Hi Stephanie,
We assume 1) independent outcomes at each trial, 2) constant probability of effectiveness of 0.8. These two assumptions imply that in N trials, the random variable X = number successes follows a binomial distribution. We use Excel to find the answer by using the Excel function BINOM.DIST(number_s, trials, probability_s, cumulative) where the arguments are as follows:
number_s = number of successes, call it X for now
trials = number of trials = 11 here
probability_s = probability of success = 0.8 here
cumulative: if you put "TRUE" in here, the function returns the cumulative distribution, which is the probability of getting X or fewer successes in 11 trials. If you put "FALSE" in here, then the function returns the probability of obtaining exactly X successes in 11 trials.

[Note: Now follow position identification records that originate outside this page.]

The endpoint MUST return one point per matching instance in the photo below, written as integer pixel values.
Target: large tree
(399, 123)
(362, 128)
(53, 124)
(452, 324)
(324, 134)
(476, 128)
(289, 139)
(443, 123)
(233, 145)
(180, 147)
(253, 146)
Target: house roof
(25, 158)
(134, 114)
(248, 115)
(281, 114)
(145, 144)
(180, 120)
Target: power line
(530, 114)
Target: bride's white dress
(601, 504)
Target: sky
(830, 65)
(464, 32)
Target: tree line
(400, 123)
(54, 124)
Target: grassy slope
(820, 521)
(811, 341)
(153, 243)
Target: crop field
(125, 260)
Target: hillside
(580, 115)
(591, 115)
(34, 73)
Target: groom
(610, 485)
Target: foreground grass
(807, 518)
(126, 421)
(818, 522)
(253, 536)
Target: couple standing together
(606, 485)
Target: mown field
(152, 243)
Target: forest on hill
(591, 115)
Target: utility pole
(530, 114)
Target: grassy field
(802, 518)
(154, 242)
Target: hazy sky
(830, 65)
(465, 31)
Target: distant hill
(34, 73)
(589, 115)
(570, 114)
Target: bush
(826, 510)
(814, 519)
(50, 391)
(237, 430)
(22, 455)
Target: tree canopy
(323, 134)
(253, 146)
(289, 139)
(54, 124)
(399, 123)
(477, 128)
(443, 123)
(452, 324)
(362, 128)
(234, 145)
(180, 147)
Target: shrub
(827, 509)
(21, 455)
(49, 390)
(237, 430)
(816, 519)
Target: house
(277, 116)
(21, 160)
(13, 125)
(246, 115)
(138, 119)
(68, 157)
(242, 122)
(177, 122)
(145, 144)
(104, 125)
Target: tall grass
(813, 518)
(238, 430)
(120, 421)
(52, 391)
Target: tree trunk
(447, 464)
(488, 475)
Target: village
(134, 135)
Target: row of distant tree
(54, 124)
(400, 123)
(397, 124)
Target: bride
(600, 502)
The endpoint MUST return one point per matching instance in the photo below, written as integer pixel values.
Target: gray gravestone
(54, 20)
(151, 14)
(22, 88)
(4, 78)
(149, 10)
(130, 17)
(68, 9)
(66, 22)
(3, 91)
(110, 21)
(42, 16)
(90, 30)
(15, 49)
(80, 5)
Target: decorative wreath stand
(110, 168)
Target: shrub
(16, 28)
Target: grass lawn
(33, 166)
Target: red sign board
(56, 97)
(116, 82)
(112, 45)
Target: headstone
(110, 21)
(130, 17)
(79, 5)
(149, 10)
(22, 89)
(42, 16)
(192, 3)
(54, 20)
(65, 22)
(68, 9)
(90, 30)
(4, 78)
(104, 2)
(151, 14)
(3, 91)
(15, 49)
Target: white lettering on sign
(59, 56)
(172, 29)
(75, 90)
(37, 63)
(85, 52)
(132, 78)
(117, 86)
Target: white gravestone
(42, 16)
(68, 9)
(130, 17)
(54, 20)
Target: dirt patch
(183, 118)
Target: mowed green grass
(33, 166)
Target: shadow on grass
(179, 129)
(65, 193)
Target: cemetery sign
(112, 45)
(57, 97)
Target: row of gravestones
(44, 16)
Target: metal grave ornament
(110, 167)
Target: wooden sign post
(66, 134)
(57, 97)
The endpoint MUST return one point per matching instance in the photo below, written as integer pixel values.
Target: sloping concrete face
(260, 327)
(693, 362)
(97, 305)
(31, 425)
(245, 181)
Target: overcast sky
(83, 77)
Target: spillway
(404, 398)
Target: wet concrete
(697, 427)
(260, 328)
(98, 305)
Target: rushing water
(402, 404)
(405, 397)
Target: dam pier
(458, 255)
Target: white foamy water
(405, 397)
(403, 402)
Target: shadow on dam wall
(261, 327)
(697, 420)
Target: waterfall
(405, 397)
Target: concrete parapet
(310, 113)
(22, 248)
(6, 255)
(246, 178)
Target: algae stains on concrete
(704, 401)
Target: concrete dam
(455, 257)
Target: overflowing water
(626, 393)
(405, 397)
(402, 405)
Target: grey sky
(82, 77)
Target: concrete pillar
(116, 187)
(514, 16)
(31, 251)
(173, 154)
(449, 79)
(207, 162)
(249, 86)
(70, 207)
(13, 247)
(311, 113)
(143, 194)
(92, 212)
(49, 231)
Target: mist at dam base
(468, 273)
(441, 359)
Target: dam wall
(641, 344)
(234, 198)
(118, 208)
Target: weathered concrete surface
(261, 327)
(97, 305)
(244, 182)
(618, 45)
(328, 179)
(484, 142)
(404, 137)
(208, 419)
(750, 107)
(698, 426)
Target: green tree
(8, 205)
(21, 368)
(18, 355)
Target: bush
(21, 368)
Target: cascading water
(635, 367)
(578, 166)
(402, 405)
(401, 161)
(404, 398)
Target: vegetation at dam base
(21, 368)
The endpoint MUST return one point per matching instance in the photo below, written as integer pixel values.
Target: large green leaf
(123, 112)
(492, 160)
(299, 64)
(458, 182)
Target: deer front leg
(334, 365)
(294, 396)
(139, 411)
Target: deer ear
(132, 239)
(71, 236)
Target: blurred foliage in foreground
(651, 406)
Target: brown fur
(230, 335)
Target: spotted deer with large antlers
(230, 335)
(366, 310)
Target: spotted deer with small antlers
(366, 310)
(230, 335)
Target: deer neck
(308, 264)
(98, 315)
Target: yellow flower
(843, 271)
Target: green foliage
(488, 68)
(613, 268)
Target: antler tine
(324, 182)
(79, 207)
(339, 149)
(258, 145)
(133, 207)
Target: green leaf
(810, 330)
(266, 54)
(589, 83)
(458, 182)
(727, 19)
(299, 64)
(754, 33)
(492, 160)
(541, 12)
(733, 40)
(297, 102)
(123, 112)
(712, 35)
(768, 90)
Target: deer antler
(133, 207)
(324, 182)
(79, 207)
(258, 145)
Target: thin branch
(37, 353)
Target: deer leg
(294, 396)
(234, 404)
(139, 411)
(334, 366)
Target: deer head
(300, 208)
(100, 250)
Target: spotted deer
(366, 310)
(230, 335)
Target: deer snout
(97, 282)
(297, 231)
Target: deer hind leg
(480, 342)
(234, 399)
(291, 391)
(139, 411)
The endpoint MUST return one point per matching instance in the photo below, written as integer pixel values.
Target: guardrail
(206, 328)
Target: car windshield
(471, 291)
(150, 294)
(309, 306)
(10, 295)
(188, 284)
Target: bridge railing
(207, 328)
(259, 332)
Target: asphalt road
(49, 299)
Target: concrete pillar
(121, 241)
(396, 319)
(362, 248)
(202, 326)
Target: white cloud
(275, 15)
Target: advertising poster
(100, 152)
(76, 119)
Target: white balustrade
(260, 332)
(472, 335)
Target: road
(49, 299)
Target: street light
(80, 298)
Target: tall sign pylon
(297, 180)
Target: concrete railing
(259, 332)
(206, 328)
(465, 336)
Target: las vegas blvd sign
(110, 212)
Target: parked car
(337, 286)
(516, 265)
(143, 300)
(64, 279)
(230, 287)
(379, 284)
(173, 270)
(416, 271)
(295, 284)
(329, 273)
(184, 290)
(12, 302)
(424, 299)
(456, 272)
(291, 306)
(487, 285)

There are several different ways to answer this using BINOM.DIST and I will show 2 ways.
First, we want the probability of 10 or 11 successes. Therefore, we can just find the probability of 9 or fewer successes and subtract it from 1 as follows:
1 - "=BINOM.DIST(9,11,0.8,TRUE)" = 1 - 0.6779 = 0.3221
You can paste the quoted text in the formula bar to obtain 0.6779 as the probability of 9 or fewer successes, and 0.3221 is then the probability that remains for 10 or 11 successes.
Alternatively, you can use the BINOM.DIST function and just add the probability of 10 successes and the probability of 11 successes together as follows:
"=BINOM.DIST(10,11,0.8,FALSE) + BINOM.DIST(11,11,0.8,FALSE)" = 0.3221
Again, you can just paste the quoted text in the formula bar to obtain the results.
Hope this helps. Feel free to ask questions.